Gli ambienti vengono disseminati di piccoli e grandi divertissement attraverso arredi e complementi che si fanno portatori di una sensibilità fuori dai canoni precostituiti e che inneggiano a un design più audace e, per certi versi, “innocente”. Un approccio che insiste sulla leva della meraviglia, dello spiazzamento e della curiosità. Non un mero esercizio formale bensì il risultato di una riflessione sull’uso non convenzionale degli oggetti e dei materiali allo scopo dichiarato di stimolare un effetto emozionale e rendere omaggio al bambino che è in ognuno di noi.

Difficile definire Degré. Non è, infatti, solo un condizionatore ma anche una seduta e un elemento di arredo che ricorda un giocoso trolley. Ideato dai designer Tim Defleur e Benjamin Helle del collettivo belga Accent, quest’oggetto multi-sfaccettato è un sistema di riscaldamento/raffreddamento ausiliario capace di creare una bolla termica intorno a chi lo utilizza e che, grazie a una maniglia in pelle, si può spostare agevolmente da un ambiente all’altro della casa quasi fosse un animaletto domestico.

Le sue fattezze smussate e il morbido rivestimento imbottito invitano le persone ad avvicinarsi e a usarlo anche mettendocisi a cavalcioni.
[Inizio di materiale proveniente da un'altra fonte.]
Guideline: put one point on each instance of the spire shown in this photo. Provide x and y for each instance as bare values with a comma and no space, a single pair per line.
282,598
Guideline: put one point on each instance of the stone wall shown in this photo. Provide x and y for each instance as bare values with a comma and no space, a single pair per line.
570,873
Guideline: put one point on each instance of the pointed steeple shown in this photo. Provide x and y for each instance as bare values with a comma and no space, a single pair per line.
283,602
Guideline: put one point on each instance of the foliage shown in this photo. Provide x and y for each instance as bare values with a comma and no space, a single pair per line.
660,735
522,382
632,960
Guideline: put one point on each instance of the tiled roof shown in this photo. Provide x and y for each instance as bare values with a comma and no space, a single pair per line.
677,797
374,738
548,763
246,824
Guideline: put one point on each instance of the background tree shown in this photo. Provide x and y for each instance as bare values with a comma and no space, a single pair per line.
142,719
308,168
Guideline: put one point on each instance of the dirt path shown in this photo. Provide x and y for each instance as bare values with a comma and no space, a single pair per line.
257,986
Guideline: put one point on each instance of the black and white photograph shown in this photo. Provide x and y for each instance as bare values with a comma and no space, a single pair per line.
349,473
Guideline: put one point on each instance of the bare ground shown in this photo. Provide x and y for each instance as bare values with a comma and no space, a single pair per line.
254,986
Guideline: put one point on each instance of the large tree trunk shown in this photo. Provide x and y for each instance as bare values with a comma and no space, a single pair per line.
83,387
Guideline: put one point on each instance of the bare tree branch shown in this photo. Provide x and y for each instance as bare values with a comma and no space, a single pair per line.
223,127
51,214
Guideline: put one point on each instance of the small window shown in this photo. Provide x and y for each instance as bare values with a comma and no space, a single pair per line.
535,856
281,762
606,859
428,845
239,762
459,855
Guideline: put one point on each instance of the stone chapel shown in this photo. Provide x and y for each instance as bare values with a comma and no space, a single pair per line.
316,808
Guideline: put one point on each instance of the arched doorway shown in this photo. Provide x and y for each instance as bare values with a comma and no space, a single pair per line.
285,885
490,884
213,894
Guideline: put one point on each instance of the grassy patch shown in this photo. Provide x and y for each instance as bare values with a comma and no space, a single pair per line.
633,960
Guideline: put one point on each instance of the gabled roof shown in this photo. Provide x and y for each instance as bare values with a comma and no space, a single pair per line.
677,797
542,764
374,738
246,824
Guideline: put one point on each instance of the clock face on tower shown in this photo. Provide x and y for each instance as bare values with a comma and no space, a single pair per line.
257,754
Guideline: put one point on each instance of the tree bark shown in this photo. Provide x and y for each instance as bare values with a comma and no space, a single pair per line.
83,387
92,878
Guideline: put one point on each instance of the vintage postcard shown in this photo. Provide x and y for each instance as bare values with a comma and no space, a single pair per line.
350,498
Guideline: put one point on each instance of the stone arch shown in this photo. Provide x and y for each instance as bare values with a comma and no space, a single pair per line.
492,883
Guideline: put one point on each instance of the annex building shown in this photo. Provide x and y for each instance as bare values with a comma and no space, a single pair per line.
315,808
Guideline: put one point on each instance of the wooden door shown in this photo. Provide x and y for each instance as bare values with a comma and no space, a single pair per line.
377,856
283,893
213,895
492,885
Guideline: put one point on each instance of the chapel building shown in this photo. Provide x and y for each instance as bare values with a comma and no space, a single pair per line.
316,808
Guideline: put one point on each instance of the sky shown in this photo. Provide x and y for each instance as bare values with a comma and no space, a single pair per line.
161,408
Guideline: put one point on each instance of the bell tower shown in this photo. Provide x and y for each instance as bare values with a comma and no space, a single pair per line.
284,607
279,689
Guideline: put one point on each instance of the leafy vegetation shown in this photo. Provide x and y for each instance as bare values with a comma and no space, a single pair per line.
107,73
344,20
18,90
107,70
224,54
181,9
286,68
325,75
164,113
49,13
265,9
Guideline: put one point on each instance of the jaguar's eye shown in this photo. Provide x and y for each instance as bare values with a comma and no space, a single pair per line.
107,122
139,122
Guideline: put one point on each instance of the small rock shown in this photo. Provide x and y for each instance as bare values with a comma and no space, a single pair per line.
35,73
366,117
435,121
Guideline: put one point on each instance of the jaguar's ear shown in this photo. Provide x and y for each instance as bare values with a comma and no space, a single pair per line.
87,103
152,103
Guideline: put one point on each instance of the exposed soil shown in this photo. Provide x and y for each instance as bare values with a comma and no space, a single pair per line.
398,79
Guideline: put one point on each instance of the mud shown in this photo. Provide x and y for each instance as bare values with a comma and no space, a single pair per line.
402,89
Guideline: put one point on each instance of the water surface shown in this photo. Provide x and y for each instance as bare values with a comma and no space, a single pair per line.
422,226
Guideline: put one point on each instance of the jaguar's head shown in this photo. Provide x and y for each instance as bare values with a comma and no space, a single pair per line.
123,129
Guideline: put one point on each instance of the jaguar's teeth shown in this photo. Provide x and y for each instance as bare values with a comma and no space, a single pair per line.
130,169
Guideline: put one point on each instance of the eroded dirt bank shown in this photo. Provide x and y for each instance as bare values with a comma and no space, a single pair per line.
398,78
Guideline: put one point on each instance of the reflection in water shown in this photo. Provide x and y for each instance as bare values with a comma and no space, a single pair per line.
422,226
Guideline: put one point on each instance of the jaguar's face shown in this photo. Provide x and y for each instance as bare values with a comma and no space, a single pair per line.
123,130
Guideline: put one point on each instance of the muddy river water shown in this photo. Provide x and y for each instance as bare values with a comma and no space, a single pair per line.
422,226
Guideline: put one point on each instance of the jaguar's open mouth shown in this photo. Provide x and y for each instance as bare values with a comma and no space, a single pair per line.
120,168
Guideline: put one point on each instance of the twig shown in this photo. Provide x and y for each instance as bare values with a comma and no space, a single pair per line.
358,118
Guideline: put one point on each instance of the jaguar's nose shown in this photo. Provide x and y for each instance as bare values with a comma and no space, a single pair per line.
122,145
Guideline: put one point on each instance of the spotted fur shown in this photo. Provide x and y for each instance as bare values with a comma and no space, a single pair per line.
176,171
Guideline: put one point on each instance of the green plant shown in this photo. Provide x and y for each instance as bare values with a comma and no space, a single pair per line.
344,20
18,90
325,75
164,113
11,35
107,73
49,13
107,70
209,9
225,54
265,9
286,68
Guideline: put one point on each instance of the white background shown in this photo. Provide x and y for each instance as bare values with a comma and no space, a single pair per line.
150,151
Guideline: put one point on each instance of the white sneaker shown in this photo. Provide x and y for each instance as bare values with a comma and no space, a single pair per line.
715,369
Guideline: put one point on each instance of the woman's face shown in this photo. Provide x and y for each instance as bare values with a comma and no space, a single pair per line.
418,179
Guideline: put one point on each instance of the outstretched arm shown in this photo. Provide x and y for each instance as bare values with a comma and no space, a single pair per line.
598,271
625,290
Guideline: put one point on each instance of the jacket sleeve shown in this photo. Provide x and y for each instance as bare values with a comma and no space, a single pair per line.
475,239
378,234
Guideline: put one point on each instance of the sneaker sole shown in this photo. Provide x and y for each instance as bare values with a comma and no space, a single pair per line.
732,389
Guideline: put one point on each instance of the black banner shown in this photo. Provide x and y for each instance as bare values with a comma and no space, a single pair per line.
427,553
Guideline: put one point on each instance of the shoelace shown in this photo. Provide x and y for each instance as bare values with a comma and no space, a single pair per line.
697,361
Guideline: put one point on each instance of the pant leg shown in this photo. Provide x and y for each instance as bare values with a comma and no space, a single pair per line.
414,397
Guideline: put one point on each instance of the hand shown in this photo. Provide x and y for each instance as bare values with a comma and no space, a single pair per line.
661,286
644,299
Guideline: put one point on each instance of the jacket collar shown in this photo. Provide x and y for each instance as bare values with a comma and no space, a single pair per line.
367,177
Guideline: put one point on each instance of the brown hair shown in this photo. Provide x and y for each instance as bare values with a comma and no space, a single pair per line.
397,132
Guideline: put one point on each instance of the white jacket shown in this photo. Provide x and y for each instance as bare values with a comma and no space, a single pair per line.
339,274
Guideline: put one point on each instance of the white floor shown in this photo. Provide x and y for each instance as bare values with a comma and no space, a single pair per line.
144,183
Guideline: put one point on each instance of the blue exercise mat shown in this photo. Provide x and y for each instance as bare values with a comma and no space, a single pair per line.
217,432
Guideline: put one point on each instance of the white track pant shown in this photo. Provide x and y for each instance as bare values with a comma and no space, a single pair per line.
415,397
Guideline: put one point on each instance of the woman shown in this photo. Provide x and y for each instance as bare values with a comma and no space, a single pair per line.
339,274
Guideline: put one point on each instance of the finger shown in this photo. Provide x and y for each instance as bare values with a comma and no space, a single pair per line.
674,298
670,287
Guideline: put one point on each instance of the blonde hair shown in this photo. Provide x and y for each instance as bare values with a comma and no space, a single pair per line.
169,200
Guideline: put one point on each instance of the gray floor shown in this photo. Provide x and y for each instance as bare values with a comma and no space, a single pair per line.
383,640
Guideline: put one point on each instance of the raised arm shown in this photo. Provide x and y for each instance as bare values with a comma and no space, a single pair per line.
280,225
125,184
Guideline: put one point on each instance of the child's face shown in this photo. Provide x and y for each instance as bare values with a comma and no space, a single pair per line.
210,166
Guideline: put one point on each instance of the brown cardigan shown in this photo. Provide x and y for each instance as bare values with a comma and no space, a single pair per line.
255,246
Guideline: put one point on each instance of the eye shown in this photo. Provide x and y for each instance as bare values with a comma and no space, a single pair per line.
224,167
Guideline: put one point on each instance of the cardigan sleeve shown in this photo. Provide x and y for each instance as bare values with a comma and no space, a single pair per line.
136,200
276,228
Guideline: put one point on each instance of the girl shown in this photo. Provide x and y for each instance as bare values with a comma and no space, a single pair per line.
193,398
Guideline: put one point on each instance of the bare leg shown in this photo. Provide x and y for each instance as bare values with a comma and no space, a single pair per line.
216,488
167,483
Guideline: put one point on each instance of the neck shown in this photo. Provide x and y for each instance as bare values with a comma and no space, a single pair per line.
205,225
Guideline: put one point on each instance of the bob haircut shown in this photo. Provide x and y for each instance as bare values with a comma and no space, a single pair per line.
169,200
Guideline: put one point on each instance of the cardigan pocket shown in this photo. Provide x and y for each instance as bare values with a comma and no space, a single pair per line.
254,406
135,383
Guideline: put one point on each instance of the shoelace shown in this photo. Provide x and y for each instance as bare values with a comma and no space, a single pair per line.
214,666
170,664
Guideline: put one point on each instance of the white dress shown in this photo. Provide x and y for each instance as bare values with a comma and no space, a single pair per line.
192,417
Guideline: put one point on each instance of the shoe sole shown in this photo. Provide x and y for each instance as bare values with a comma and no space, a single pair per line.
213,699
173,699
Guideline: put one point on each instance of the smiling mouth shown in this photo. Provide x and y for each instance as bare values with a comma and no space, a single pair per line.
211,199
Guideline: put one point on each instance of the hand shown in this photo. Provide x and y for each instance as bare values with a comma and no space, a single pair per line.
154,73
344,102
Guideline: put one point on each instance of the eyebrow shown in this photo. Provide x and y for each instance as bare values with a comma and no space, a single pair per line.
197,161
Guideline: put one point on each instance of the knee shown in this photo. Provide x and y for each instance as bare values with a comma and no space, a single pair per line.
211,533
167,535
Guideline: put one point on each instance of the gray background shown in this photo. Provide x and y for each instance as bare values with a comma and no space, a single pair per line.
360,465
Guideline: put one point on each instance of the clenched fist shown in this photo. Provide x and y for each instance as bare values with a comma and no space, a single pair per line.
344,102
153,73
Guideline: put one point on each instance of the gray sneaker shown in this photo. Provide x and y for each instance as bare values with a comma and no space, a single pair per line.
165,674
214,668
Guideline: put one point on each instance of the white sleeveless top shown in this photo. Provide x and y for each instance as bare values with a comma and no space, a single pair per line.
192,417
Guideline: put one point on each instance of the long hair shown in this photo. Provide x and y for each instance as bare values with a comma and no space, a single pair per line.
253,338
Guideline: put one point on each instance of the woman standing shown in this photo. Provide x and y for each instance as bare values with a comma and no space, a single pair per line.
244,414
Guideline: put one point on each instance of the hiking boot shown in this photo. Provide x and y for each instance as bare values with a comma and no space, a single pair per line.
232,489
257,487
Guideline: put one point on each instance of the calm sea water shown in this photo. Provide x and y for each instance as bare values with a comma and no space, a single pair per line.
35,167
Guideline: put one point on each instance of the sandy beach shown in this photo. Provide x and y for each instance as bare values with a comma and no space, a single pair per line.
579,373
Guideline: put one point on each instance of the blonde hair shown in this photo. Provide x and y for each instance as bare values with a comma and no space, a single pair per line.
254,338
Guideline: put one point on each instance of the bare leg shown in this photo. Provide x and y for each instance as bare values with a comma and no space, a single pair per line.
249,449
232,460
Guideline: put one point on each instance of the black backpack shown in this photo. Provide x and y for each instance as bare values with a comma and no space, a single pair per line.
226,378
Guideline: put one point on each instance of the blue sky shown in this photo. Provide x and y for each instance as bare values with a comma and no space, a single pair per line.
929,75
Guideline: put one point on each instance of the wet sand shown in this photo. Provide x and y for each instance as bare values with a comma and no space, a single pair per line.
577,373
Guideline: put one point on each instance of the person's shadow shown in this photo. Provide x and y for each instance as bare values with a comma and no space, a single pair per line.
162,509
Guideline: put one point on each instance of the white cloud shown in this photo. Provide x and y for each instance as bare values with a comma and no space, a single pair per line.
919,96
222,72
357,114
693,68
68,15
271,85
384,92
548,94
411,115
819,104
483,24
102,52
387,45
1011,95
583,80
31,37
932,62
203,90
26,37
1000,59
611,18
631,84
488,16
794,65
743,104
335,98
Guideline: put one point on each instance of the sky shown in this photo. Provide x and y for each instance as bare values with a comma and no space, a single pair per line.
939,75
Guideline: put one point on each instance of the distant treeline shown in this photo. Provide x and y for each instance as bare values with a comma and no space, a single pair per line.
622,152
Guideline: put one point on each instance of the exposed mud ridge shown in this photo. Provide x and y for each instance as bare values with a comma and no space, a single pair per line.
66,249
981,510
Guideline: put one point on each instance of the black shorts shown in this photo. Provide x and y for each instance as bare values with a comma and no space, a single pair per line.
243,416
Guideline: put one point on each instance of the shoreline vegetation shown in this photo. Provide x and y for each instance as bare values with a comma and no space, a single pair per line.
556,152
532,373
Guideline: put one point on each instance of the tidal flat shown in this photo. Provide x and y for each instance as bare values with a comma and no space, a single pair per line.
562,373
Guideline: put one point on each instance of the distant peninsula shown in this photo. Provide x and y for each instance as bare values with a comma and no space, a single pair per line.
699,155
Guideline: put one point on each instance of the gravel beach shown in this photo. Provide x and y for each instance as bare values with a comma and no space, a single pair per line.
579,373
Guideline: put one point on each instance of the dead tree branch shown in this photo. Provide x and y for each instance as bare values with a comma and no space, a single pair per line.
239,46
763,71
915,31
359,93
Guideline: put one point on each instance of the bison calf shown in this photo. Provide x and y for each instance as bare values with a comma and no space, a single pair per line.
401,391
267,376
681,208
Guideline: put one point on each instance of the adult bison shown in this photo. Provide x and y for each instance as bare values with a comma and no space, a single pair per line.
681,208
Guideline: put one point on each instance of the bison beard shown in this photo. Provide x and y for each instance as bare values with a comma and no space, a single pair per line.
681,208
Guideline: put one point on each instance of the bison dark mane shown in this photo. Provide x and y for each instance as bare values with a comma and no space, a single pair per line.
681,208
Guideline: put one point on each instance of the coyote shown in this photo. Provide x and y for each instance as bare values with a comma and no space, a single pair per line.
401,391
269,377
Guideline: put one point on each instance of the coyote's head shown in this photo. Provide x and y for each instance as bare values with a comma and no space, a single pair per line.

Il tessuto, infatti, mitiga la temperatura permettendo sia un contatto diretto sia l’utilizzo come asciugabiancheria. Il calore viene emanato verso il pavimento e si diffonde, poi nello spazio circostante mentre le impostazioni possono essere settate sulla semplicissima interfaccia della sua superficie o tramite una app per smartphone.

Un focolare contemporaneo, un pezzo di “arredamento termico” che si presta a una varietà di usi e capace di fornire sollievo e comfort in modalità sorprendenti. Un accessorio dalla forte personalità che, nell’intento dei suoi progettisti, promuove un’interazione all’insegna di nuovi codici e significati oltre che di nuovi gesti.